Insisi mengarah pada medio-proksimal yang memotong banyak saraf, pembuluh
darah segmental, dan serabut otot secara tegak lurus. Denervasi dinding abdomen
sebagian dihubungkan dengan kelemahan dan menurunnya sensorik permanen.
Meskipun diseksi saraf ekstensif, nyeri pasca bedah insisi oblik lebih ringan
dibandingkan insisi midline. Insidensi hernia insisional mungkin lebih sedikit
daripada insisi midline, meskipun belum terbukti pada percobaan klinis acak.
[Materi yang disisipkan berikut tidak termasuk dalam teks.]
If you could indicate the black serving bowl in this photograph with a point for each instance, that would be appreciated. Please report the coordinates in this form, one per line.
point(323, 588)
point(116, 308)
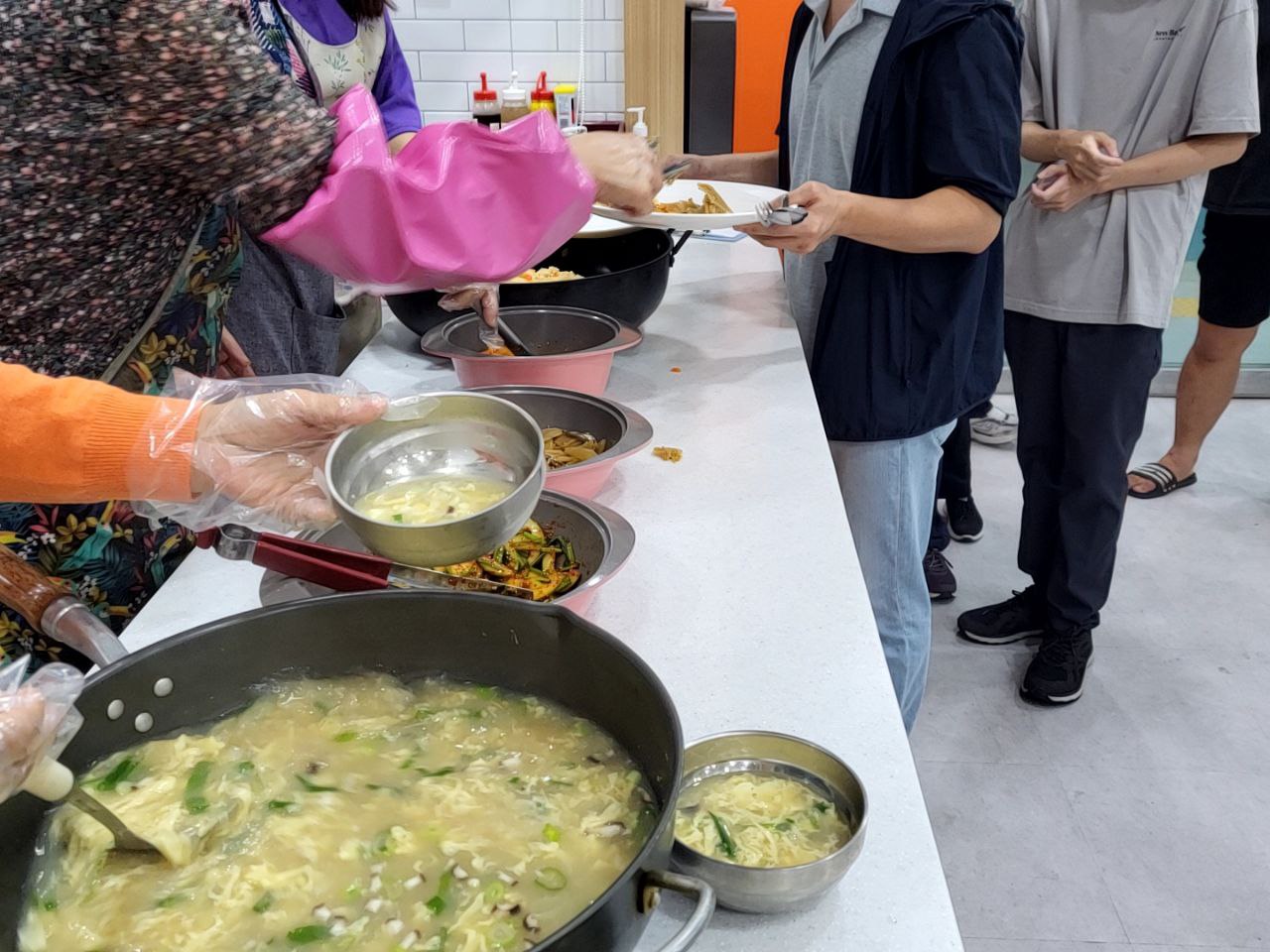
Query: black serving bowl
point(624, 276)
Insisi paramedian memiliki kombinasi keunggulan dari insisi midline,
seperti baiknya pajanan dan kemungkinan untuk memperluas lapang operasi serta
luka yang bervaskularisasi baik. Ketika otot rektus ditarik ke lateral, resiko diseksi
pembuluh darah menjadi minimal dan sebagian besar otot rektus intak. Namun
teknik ini lebih sulit, membutuhkan waktu lebih lama sehingga relatif menimbulkan
lebih banyak perdarahan. Tidak dapat dipungkiri bahwa karakter insisi paramedian
adalah reduksi signifikan insidensi hernia insisional yang berkisar antara 0-1%.
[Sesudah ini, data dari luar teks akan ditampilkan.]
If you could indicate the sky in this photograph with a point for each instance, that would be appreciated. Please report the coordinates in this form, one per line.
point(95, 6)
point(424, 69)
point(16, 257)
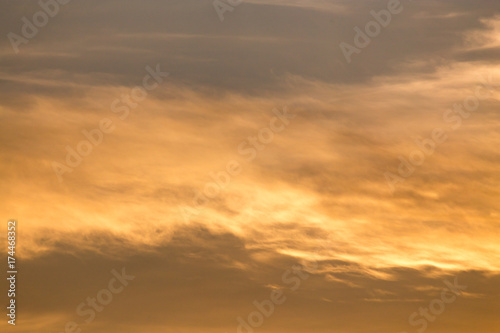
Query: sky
point(252, 166)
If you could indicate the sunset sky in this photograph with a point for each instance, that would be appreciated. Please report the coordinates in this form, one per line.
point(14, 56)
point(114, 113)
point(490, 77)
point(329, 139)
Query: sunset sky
point(312, 150)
Selain dari luka dengan vaskularisasi baik, imobilisasi luka oleh otot rektus melalui
mekanisme shutter menjelaskan rendahnya insidensi terjadinya hernia insisional
oleh insisi paramedian lateral. Otot rektus yang intak dan terletak medial terhadap
luka mengakibatkan kontraksi otot dinding abdomen mendekatkan sisi luka

daripada menjauhkannya. Hipotesis ini menjelaskan mengapa insisi paramedian


konvensional kurang diminati.
Kesimpulan
Meskipun insisi midline cepat dan mudah, penggunaannya harus
mempertimbangkan tingginya insidensi hernia insisional. Reduksi signifikan
insidensi hernia insisional dapat diperoleh dari insisi paramedian lateral atau insisi
transversal unilateral. Meskipun kedua teknik tersebut membutuhkan waktu lebih
lama, insisi transversal unilateral sebaiknya digunakan pada operasi kecil
sedangkan insisi paramedian lateral digunakan dalam bedah elektif laparotomi.
Penggunaan insisi midline harus dibatasi pada pembedahan emergensi dan bedah
eksplorasi yang membutuhkan pajanan terhadap seluruh kavum abdomen.